A maioria das apólices de seguro de veículos cobre roubos e furtos, colisões, incêndios e acidentes (incluindo danos a terceiros). Mas as opções disponíveis hoje no mercado são muitas, das básicas até as modalidades com diversas coberturas adicionais. E, por isso, a obrigação das seguradoras em caso de um sinistro – termo utilizado para designar os prejuízos ao veículo – vai variar de acordo com o contrato previamente firmado.

Mais especificamente, adentramos nos casos de roubo e furto, que podem ser um mais pouco complicados. Apesar de ser uma obrigação da seguradora, as indenizações não acontecem com tanta facilidade. As empresas têm alguns protocolos a serem seguidos nestes casos e todo o processo pode levar cerca de um mês para ser finalizado.

O ideal é ficar atento às exigências da seguradora e apresentar todos os documentos dentro dos prazos necessários para não haver erro.

 

Veja os primeiros passos:

 

– Faça um Registro de Ocorrência:

As seguradoras estão sempre atentas às fraudes, por isso há uma série de documentos que são exigidos para comprovar a veracidade do sinistro, como ele se deu e se houve algum envolvimento do segurado.
Tanto no caso de roubos e furtos, como para acidentes, o Registro (ou Boletim) de Ocorrência (R.O), obtido em uma delegacia, é o principal documento comprobatório de que o incidente ocorreu. Além disso, nele constará a dinâmica dos fatos, horário, data e outras informações necessárias.

O Registro é também a forma de avisar às autoridades sobre o ocorrido.
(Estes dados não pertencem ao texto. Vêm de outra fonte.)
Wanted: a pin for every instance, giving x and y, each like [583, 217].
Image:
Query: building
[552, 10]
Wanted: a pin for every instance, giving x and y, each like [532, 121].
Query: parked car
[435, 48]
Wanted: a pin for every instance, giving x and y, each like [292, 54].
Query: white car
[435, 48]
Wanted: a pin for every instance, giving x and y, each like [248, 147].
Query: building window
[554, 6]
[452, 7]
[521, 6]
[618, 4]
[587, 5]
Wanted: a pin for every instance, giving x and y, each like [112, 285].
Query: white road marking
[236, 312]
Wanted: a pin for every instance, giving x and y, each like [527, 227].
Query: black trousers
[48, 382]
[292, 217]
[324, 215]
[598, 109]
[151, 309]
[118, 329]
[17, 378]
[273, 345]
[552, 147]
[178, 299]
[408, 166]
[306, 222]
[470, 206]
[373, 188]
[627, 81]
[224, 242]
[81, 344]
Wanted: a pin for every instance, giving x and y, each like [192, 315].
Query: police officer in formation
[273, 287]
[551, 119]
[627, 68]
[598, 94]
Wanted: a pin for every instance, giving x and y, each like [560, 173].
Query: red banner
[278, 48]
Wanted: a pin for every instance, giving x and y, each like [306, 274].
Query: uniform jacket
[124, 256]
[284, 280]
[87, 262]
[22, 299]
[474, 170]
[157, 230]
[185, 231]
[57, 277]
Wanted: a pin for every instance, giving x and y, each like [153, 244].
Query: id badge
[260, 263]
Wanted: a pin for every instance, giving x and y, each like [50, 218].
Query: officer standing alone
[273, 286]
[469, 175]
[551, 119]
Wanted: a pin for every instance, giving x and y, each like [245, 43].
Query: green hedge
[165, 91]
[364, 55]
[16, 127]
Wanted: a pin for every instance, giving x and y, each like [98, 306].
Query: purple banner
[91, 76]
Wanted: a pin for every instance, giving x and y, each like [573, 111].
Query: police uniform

E no caso de roubo e furto, através do RO, torna-se possível que a polícia venha a realizar buscas pelo seu veículo.

 

– Avise à seguradora:

Depois de registrar a ocorrência na delegacia, você precisa entrar em contato com a seguradora ou corretora de seguros para avisar o fato. O ideal é fazer isso o quanto antes, porque quanto mais rápido começar o processo, mais rápido você poderá receber o valor da indenização.

Neste contato, informe-se sobre todos os documentos necessários para o procedimento – documentos de identificação, que comprovem a sua posse do carro, e os documentos que tragam informações sobre o sinistro. Esses documentos podem variar de uma seguradora para outra. Por isso, não deixe de anotar.

Após a apresentação e abertura do chamado “sinistro”, a seguradora passa a ter um prazo legal de até 30 dias para localizar o carro ou pagar a indenização. Mas o prazo só começa a contar após você apresentar os fatos e a seguradora aceitar todos os documentos. Evite erros.

 

Se o veículo for recuperado:

Existe, ainda, a possibilidade de a polícia localizar seu veículo e recuperá-lo. E, se dentro do prazo que a seguradora tem para pagar a indenização o veículo roubado for encontrado, os trâmites podem ser diferentes. Nestes casos, o processo para o pagamento é interrompido e o segurado não receberá mais o valor integral.

 

Funciona assim:

Se o veículo for recuperado antes da transferência de propriedade para a seguradora, o segurado perde a indenização integral.

Contudo, persiste o direito de o segurado receber cobertura por outras eventuais situações, como por exemplo, caso seja apurado danos causados pelos ladrões. Se o veículo sofreu uma perda parcial, a seguradora deverá cobrir o conserto e as regras de franquia se aplicam normalmente (sempre de acordo com a apólice contratada).

 

Mas, se a recuperação ocorrer depois da transferência de propriedade (ainda que antes do pagamento), o direito à indenização integral por roubo e furto se mantém.

O mesmo vai acontecer no caso de o veículo não ser recuperado, quando o direito à receber a indenização se mantém, ou a o carro for recuperado apenas após o pagamento da indenização.

Já se o veículo tiver sofrido perda total – quando o custo dos reparos ultrapassa o percentual do valor estipulado na apólice -, o segurado volta a ter o direito à indenização integral. Assim, a propriedade do veículo será transferida à seguradora e ocorre a liquidação da apólice.

 

Portanto, valem as regras estabelecidas em cada contrato de seguro assinado entre seguradora e segurado. A apólice é a reguladora das regras aplicadas a cada situação concreta. Mas o mais importante é, em caso de roubo ou furto, sempre realizar o Boletim de Ocorrência informando tudo o que for importante ao caso e logo em seguida procurar a seguradora para realizar o pedido de indenização a que tenha direito.

Caso alguma das regras da apólice sejam descumpridas pela seguradora, fazendo surgir aí uma pretensão judicial contra a empresa, será preciso buscar um advogado para melhor se informar sobre quais medidas judiciais adotar.